The idea with this project was to determine the number of publishing astronomers on the African continent, and to see how the number of publications with African affiliations has increased over he recent past.
The data we used to make these figures were gathered by querying NASA's Astrophysics Data System for peer-reviewed astronomy articles in which any of the authors had affiliations that linked to one of the 54 countries in Africa. The search was further restricted by including only publications between 2013 and 2018.
The query used the new ADS API and the Python wrapper for this API
For ADS query syntax see this link.
For each country in our list, the query output is parsed to search for that specific country in each affiliation.

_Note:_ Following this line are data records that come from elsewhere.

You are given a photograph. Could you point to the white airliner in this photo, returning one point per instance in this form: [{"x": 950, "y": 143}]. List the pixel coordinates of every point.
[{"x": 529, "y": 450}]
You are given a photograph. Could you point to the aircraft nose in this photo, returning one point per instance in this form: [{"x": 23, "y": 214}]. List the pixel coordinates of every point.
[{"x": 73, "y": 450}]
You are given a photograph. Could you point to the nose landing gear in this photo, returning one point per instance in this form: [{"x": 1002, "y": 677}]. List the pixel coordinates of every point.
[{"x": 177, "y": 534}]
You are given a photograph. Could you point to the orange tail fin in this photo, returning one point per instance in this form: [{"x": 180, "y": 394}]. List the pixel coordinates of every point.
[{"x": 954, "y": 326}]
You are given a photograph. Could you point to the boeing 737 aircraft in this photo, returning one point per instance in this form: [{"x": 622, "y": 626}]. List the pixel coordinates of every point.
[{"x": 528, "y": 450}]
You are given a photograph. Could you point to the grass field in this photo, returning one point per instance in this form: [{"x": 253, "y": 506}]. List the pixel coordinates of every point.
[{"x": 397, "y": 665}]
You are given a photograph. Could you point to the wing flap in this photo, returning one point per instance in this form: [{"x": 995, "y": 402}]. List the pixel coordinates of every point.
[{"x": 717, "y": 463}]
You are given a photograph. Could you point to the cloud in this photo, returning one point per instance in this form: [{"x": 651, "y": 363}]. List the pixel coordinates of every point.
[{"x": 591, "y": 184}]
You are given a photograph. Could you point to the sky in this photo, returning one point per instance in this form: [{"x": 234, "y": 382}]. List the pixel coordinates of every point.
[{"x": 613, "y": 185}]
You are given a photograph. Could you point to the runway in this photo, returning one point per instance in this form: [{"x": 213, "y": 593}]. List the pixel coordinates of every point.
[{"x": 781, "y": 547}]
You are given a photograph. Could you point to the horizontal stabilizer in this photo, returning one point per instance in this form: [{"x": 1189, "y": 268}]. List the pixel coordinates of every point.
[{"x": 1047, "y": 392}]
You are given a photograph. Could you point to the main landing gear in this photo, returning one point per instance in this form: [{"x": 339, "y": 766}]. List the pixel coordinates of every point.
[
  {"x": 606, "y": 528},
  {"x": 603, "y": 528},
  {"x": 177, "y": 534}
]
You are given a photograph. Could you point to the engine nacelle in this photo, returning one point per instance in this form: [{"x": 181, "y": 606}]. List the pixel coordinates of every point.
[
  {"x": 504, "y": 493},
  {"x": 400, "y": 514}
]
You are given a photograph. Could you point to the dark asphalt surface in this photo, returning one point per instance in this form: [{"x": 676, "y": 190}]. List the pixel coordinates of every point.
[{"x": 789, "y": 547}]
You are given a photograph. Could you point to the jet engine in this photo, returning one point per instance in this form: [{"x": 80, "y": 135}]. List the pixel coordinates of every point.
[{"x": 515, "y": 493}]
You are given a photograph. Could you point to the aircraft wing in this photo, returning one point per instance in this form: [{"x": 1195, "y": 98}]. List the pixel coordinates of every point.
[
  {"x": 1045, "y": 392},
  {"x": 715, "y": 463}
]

We then keep track of the Author, DOI, bibcode and date for each article.
We used multiple spellings, as can be seen in the file `ListCountries.txt', as a catch all for different names for countries.

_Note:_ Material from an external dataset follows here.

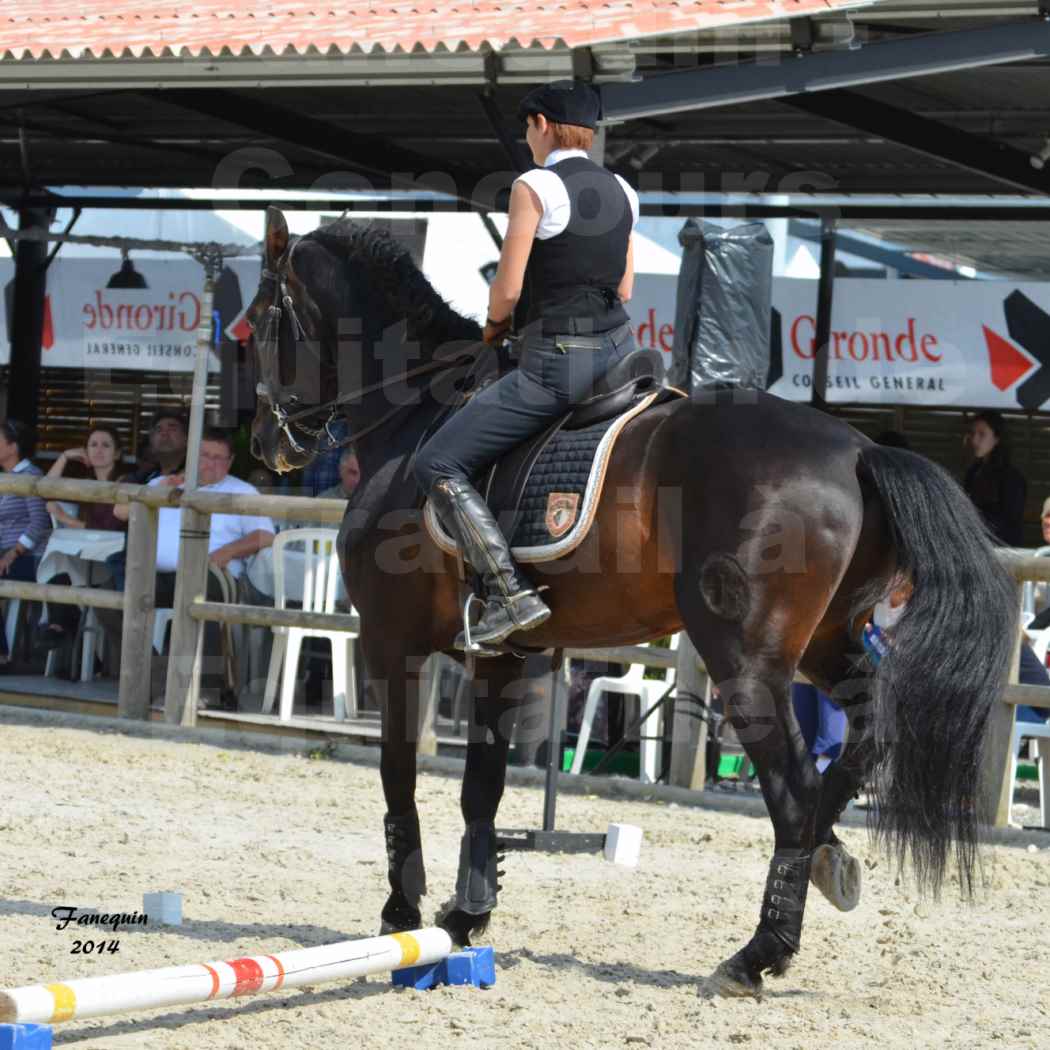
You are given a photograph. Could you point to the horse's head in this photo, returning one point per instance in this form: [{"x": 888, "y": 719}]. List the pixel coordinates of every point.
[{"x": 294, "y": 366}]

We convert the lists into a pandas DataFrame and then drop any duplicate authors.
The Jupyter notebook containing the query and an initial is in this repository
-
The ADS query returns a maximum of around 2800 lines, even if you set the number of rows larger than this. For that reason, we've had to run separate queries for South Africa (for each year). This is a problem that will affect any query that returns a large number of rows from the database.
-
The pandas
drop_duplicates
command will drop only literal duplicates, e.g. Carignan, C and Carignan, Claude will be viewed as different authors. We had to implement a final, manual check for duplicates.